Un padre que reza
Todos lo pensamos y, cada vez que lo hacemos, tratamos de ahuyentarlo porque la sola idea nos traslada al peor de los abismos. No hay tortura parecida a la de que esa sospecha se haga real, a que el azar atraviese cualquier resquicio para colarse entre la bruma de la posibilidad y se vuelva cierto. Ni siquiera somos capaces de verbalizarlo, ni siquiera podemos mantener la vista cuando nos vemos reflejados en el espejo de los demás. El infierno no son los otros; somos nosotros mismos cuando dejamos de controlar lo que pensamos.
El fotógrafo de Reuters estaba allí por casualidad. Está vivo de milagro. Tú no tuviste la misma suerte. Ni tu padre. No hay un descendimiento más dramático que el que nos obligaste a ver en esa parada de autobús, podría haber sido cualquiera, pero ese día la lluvia de muerte que cada segundo envían desde Moscú impactó en ti. Lo único que sabemos es que esperabas y todo se paró, que tenías 13 años y que tu padre te cogió la mano ensangrentada para rezar.

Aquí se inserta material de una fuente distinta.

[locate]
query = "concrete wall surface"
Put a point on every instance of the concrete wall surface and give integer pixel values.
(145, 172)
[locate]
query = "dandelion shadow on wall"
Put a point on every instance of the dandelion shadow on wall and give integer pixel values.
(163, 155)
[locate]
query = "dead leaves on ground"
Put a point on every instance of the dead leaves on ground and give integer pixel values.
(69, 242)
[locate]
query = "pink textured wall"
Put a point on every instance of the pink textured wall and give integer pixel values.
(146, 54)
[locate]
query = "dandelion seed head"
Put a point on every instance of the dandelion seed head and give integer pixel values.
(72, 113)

No te veo el rostro pero cada vez que miro tu imagen —mirarte es la única forma que tengo de protegerte— espero que abrirás los ojos y abrazarás a tu padre.
Pero ya no nos compadecemos ante los niños muertos. Ahora que el invierno se acerca hemos decidido que la prioridad no puedes ser tú. Ya no. Hemos dejado de hablar de las redes que acuden a las fronteras en busca de mochilas perdidas y de las bombas de racimo que envían a las colas del hambre, a los colegios y parques infantiles.

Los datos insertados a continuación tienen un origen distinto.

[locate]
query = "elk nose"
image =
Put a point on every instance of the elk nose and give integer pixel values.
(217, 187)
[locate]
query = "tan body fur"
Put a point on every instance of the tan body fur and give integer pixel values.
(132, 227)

Llevas un pantalón gris y una camisa azul que se ha roto por la explosión y sé que eres guapo, y que sonríes cada noche antes de irte a dormir, y que mañana habrá más niños asesinados como tú y que yo seguiré ahuyentando la posibilidad... pero mientras tengamos suficiente gas para calentarnos este invierno no haremos nada para salvarte, seguirás muriendo, te mantendremos inmóvil entre todos los cristales ensangrentados y a tu padre, encadenado al dolor. Entrar en el infierno es un acto de libertad y todos somos Garçin.